Bien au-delà du médiatique télétravail, c’est tout le marché du travail qui connaît aujourd’hui des évolutions spectaculaires, face à des actifs dont les exigences ont évolué et à une très forte carence des compétences dans certains métiers.
Face à cette réalité, il est donc nécessaire pour les entreprises d’agir pour construire le futur. Mais ce sont aussi les politiques d’emploi et le droit social qui doivent dès à présent évoluer.
C’était déjà un serpent de mer depuis quelques années : avec la crise sanitaire, le télétravail occupe un espace médiatique aussi important que les enjeux qu’il pose aux organisations. Mais c’est oublier un peu vite toute une frange de salariés qui ne souhaitent pas télétravailler ou télétravailler plus, ou qui ne peuvent pas : dans un commerce, en logistique ou encore sur une chaîne de production industrielle.
En réalité, l’enjeu pour les organisations aujourd’hui n’est pas tant le télétravail en soi que l’individualisation des modes et des relations de travail : car si le lien au lieu de travail évolue, c’est aussi le cas du lien juridique au travail, du lien temporel au travail et du lien à la hiérarchie. Désormais, décrocher le sacro-saint CDI n’est plus forcément une priorité, tandis que disposer d’une certaine liberté d’organisation entre sa vie privée et professionnelle passe parfois avant la question du niveau de salaire.
Face à cette tendance de fond, comment, pour les entreprises, faire perdurer le sens du collectif ? Comment concilier ces deux injonctions qui peuvent sembler contradictoires, et pourtant ! En termes d’organisation du travail bien sûr, mais aussi de management, qui doit accentuer sa dimension de « take care ou prendre soin de » pour répondre aux besoins relationnels exprimés, en même temps que celui d’individualisation des conditions de travail. Ou comment devoir ménager à la fois la chèvre et le chou, et d’autant plus sur les (nombreux) métiers en tension.

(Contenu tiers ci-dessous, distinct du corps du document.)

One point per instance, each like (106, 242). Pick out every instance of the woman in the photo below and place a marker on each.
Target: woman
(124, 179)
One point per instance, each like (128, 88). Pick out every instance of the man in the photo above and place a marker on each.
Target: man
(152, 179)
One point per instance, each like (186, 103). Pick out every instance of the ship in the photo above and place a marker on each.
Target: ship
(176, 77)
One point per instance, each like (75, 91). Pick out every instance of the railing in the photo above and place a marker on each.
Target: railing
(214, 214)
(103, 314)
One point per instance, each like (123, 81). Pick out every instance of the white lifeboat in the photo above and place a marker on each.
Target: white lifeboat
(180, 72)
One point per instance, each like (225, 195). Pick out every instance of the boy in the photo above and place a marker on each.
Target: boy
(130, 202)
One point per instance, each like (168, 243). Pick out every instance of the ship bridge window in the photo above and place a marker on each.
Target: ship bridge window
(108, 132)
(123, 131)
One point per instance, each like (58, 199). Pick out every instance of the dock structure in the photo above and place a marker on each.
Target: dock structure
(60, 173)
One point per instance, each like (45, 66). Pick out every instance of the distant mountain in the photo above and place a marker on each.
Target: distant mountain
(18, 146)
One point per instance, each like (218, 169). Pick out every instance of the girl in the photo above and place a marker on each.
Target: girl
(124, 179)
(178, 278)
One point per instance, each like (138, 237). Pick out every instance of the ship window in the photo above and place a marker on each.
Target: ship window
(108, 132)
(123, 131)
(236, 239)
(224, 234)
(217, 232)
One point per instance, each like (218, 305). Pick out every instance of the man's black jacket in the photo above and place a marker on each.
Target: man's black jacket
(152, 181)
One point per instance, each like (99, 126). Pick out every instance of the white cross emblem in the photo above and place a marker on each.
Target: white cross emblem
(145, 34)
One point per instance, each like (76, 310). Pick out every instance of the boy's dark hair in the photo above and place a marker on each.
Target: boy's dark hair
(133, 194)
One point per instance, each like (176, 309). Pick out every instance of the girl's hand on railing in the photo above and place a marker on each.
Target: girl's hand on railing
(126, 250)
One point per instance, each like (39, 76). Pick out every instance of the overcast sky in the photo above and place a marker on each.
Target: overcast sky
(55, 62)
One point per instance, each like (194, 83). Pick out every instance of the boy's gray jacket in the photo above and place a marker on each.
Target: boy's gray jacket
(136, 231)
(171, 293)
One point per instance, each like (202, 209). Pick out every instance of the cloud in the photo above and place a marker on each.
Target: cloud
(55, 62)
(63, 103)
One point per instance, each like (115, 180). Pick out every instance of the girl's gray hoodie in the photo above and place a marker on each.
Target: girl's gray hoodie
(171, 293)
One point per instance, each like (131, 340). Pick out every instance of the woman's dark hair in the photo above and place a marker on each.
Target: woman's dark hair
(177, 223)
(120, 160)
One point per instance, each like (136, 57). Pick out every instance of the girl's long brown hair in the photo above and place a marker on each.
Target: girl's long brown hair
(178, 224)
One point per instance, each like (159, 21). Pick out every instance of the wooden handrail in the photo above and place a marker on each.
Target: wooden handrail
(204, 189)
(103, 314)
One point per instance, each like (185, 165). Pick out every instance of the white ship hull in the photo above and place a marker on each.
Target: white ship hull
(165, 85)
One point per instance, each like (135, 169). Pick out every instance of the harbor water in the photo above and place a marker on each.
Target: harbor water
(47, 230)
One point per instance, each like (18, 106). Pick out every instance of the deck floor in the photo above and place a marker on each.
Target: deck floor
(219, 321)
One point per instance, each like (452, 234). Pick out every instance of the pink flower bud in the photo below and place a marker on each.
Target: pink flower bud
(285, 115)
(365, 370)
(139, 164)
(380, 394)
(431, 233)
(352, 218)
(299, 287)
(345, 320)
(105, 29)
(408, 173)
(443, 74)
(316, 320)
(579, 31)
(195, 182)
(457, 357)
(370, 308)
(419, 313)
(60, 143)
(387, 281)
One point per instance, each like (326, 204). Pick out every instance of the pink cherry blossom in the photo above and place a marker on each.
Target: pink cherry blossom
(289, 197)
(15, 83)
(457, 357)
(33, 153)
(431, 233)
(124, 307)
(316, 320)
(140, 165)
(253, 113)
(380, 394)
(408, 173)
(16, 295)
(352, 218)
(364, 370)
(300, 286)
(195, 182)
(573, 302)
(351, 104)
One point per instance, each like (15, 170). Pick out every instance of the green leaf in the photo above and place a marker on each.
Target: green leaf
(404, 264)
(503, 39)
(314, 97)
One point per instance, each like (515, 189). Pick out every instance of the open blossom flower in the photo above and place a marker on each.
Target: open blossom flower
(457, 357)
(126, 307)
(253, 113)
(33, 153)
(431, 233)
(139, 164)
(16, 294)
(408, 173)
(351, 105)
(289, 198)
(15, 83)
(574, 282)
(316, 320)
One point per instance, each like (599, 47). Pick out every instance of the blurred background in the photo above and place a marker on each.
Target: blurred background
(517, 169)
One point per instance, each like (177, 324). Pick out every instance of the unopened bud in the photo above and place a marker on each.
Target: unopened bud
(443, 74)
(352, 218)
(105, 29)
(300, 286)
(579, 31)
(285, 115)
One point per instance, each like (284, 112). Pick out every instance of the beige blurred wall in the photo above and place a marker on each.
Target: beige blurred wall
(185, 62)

Avec la reprise économique, nombreux sont les métiers en pénurie de main d’œuvre. Pas seulement par manque de compétences sur le marché, mais également du fait d’un bouleversement profond des jeux de l’offre et de la demande.
Dans les faits, certains salariés (déjà en poste) ont purement et simplement pris des nouvelles habitudes pendant la crise sanitaire et refusent de revenir à temps complet au bureau ou refusent de revenir dans le monde d’avant. Beaucoup de candidats éloignés géographiquement ont les mêmes exigences ou encore préfèrent travailler en mode freelance.

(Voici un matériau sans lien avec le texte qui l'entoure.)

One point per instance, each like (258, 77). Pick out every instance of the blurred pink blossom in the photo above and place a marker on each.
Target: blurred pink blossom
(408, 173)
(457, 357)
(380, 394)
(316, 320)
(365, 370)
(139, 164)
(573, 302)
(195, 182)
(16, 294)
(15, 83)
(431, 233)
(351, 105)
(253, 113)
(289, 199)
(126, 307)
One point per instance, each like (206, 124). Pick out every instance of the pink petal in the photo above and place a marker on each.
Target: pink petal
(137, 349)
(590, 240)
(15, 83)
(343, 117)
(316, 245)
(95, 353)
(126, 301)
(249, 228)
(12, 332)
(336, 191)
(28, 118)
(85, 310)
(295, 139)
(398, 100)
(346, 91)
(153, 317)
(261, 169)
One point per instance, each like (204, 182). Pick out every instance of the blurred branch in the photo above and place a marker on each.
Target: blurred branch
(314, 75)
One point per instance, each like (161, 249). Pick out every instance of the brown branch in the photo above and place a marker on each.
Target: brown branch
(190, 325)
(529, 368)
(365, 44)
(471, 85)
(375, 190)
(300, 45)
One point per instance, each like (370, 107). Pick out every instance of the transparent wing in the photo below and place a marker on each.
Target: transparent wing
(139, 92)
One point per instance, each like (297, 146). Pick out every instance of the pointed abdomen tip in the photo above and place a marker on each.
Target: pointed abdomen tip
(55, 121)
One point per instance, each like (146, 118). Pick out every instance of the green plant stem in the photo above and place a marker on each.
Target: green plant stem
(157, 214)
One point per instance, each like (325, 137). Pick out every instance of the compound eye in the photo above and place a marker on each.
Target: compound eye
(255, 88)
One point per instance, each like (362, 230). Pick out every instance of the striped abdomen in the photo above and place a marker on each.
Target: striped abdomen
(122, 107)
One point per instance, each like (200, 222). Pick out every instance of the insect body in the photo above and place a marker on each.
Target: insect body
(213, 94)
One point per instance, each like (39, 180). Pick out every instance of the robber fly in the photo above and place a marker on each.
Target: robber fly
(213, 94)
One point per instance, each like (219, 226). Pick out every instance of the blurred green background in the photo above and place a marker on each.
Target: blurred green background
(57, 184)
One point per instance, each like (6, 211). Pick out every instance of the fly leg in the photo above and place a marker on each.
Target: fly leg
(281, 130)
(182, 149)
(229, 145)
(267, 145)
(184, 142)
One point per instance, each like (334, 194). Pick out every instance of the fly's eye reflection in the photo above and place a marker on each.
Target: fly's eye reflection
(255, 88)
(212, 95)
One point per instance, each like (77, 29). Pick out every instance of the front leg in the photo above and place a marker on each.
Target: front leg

Au quotidien, les équipes managériales doivent donc s’adapter, élargir leur socle de candidats potentiels et les accompagner, le cas échéant, vers une montée en compétences sur les métiers de l’entreprise. Un investissement certain, mais qui assure aussi l’adéquation entre les candidats et les qualifications recherchées.

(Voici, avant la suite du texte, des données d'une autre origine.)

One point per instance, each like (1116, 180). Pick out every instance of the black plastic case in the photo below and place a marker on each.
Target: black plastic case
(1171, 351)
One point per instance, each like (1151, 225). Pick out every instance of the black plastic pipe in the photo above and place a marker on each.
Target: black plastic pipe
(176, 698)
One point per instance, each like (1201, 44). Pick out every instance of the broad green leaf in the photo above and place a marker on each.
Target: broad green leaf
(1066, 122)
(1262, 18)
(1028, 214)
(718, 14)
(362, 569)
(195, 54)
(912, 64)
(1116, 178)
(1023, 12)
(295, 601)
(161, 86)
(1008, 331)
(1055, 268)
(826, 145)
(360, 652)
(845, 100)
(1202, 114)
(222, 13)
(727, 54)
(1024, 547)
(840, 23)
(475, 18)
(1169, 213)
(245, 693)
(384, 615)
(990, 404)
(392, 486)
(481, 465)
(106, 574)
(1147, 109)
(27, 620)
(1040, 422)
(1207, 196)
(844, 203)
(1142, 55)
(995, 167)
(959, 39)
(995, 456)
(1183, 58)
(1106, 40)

Cette réaction à chaud ne doit toutefois pas éluder un travail de plus long terme de la part des entreprises, pour attirer les futurs talents dans leurs secteurs : à ce titre, un rapprochement de l’entreprise avec les écoles primaires, les collèges, et plus globalement avec l’Éducation Nationale, peut être entrepris pour présenter les métiers et les formations correspondantes, aux élèves et surtout à leurs parents. Un travail de fourmi certes, mais essentiel pour anticiper les besoins de demain.
Quoique brutale, notamment en raison de l’intensité de la crise sanitaire, cette évolution majeure du marché du travail n’est pas la première, et ne sera sans doute pas la dernière. Un contexte qui laisse généralement le soin aux entreprises de « faire avec ». Et de lancer leurs propres initiatives en attendant la réaction des pouvoirs publics.
Depuis de nombreuses années en effet, le fléchage des étudiants vers des secteurs ou des fonctions d’avenir (ou que l’on sait potentiellement en carence de compétences à plus ou moins long terme) reste clairement poussif. Avec des résultats visibles à moyenne et longue échéances en ce qui concerne la formation initiale, les politiques d’emplois doivent aujourd’hui prendre la mesure des problématiques rencontrées, et orienter immédiatement la formation initiale et continue vers les secteurs les plus en demande, afin de ne pas se laisser distancer par la concurrence internationale, faute de talents.
Mais au-delà des compétences, et face aux nouvelles réalités du marché du travail et aux nouvelles formes d’exercice de son activité, c’est sans doute une réforme plus profonde qui attend le législateur dans les prochaines années. Le CDI pourrait bien sûr rester le socle du marché du travail, mais il devient désormais urgent de laisser aux nouvelles formes de travail la place qu’elles occupent de fait, entravées toutefois dans un contexte juridique qui n’est en rien adapté aux besoins des actifs comme des entreprises du 21e siècle.